Nonetheless, Nara yesterday said it was impossible to identify who had been responsible for beating the men. “We cannot say that [the police attacked the victim], because there were many people who participated in the beating, and we cannot identify who among them were the authorities,” he said.

However, Chhun Hour, a villager who witnessed the beating, said he was able to clearly identify Sina attacking both Seyha and one of Seyha’s companions, 22-year-old Tit Leap.

“First, Sina kicked Tit Leap’s stomach, and later kicked and beat Seyha’s back and stomach,” he said. “Villagers did not beat them, and [in fact] asked the police to stop beating them, but they did not stop.”

This was confirmed by Leap himself, who yesterday said that the physical assault that began on the street had only escalated once they were behind closed doors. “There were five or six police who used their hands, feet and a metal pipe to hit us all over our bodies,” he said. “Even when blood came out of my mouth, they continued beating us.”

According to the deceased’s father-in-law, Mom Kry, a medical examination revealed the presence of cuts and bleeding in Seyha’s intestines, two scars on his neck, a ruptured bladder and a cracked skull.
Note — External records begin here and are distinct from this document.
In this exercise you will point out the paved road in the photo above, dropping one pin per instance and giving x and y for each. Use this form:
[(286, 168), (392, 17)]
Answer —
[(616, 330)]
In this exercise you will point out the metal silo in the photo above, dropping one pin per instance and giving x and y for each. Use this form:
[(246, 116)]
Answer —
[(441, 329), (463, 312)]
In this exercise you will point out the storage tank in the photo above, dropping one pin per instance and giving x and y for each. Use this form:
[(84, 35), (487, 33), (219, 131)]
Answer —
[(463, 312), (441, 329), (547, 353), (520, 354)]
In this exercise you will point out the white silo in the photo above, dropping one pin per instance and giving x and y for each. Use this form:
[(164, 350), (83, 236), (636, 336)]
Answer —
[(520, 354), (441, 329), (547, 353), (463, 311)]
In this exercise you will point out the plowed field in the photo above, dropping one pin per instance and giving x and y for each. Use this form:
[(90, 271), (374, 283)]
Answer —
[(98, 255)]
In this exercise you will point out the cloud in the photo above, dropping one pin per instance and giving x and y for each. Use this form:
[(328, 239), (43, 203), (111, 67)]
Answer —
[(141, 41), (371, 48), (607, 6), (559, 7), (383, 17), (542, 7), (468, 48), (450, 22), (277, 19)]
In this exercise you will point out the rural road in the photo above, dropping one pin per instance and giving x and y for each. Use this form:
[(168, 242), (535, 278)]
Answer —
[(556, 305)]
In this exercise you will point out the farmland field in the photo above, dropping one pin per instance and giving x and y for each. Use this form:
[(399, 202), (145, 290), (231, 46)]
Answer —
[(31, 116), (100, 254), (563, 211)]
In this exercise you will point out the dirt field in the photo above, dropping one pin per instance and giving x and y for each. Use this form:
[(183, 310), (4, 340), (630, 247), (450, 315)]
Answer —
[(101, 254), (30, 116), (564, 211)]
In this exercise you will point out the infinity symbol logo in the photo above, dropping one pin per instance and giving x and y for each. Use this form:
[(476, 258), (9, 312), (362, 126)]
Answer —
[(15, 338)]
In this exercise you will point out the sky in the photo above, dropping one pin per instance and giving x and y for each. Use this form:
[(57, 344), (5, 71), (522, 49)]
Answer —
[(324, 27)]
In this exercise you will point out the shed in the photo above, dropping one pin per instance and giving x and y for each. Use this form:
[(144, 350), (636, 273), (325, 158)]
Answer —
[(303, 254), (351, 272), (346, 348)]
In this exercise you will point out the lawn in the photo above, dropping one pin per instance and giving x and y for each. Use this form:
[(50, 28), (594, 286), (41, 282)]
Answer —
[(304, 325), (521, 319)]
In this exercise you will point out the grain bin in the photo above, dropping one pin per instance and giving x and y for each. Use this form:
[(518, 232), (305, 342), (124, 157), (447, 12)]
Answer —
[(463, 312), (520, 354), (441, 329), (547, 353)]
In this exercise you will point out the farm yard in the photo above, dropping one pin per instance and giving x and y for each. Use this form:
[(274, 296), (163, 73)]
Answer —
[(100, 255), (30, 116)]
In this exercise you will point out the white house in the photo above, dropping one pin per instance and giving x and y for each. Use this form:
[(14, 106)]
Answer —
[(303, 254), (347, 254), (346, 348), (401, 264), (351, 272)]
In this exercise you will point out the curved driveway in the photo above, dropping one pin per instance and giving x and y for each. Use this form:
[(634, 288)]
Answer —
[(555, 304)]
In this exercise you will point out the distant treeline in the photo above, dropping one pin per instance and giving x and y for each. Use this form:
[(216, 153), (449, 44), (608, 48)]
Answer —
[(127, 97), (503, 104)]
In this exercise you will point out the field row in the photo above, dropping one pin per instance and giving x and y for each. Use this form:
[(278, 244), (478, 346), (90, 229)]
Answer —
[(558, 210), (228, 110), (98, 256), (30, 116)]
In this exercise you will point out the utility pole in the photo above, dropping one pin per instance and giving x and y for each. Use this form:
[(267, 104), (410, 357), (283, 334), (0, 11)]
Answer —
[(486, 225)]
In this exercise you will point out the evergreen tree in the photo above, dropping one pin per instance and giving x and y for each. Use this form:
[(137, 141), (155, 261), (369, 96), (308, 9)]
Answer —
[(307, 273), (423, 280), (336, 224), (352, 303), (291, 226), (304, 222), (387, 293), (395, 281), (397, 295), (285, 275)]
A medical report of Sina’s injuries cited “trauma” as the cause.

“The authorities must find justice for us, because the villagers claimed that they did not hit him,” Kry said.
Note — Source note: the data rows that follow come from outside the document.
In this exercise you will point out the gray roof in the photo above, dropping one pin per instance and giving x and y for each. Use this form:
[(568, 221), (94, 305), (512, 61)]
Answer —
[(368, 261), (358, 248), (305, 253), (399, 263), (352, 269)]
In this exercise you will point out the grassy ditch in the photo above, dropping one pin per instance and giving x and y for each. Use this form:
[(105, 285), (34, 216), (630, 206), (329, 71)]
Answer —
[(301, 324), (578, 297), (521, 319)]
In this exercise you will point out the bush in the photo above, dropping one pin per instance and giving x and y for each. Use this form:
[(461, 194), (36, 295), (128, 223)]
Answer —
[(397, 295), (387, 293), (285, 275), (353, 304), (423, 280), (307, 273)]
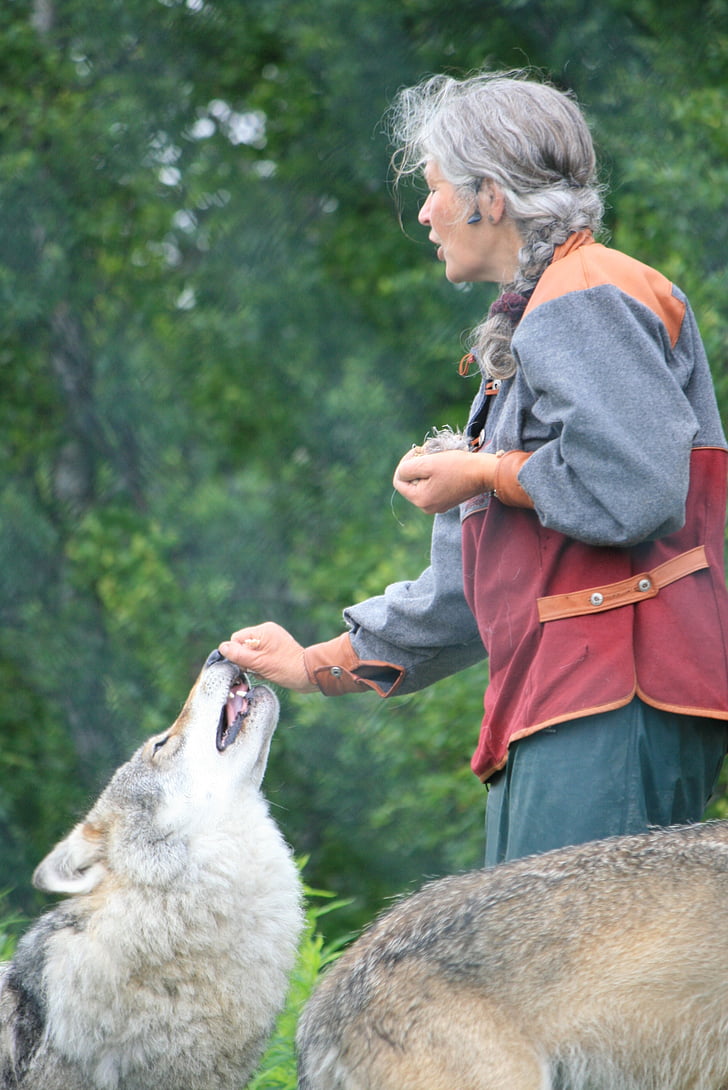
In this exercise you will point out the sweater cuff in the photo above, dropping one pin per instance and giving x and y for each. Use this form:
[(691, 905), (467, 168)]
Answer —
[(506, 484), (336, 669)]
Thon Vy, a relative, said Seyha’s head, back, foot and body were “full of injuries” when he fetched him from the district police headquarters and sent him to the hospital. Seyha died 20 minutes after his wife arrived at the hospital.

Cases of criminal suspects tortured in state custody are not unheard of, said Op Vibol, a lawyer for Legal Aid of Cambodia (LAC), an NGO that provides free legal services.

“I used to hear about such cases, too, because some clients told me they were tortured by the police,” he said. “But it is very difficult to find evidence.”

“I do not know of any disciplinary action taken by the ministry,” he added, when asked about current efforts to prosecute police officers who torture criminal suspects.

According to a report released this February by the Centre for Civil and Political Rights compiling information provided by four NGOs, there remains “no procedural process in the legislative framework” that “instructs how prisoners and detainees can complain about acts of torture and ill-treatment in . . . police detention”.

“It is clear that when someone makes an allegation of ill-treatment or torture, they are not adequately investigated or followed up on,” it reads.